Notes on Neko Case at Bimbo's 365 Club, December 2004
It has been so long since this acrid taste has set in the back of my throat: cigarettes and alcohol mingling in a pleasant sway as this woman wrings forth her voice. Specters of love past, distant factories, loyalties lost fly from her mouth in opaque clouds twisting around the room. They dance in and out of red velvet curtains, gently draped tables, rocking heads, fishnet stockings and horn rimmed glasses. They sweetly blow through wisps of long hair on tall, skinny musicians who back up that ethereal voice. Haunting, you have said.
She is beautiful, enthralling- that hair, the music, her sultry stare to the side- even the way she blurts out that she is bleeding and wants ribs with potato chips sprinkled on top.

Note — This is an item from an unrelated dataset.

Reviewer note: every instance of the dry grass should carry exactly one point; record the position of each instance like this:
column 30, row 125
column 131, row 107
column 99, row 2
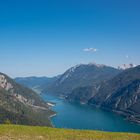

For me she is an intersection between the present and my younger teenage self who reached for a model of something different, found in answer red hair dye, Aardvarks Odd Ark, mind altering substances, the Pandoras, Venice Beach, and Duckie from Pretty in Pink. Neko appeals to this incarnation of myself. For me, she evokes David Lynch- a scene from Twin Peaks where Audrey Horne plays a song on the juke box in the Double R Diner, languidly and seductively swaying in time to the spooky music.
I sip my gin and tonic and let Neko’s sway wash over me. I follow the treble of her voice on long midnight rides through abandoned doorways, forsaken meadows, dark woods, narrow alleys, pillows in gloomy apartments dampened with tears, and mornings with coffee when anger has run its course, and the outcome did not destroy life after all.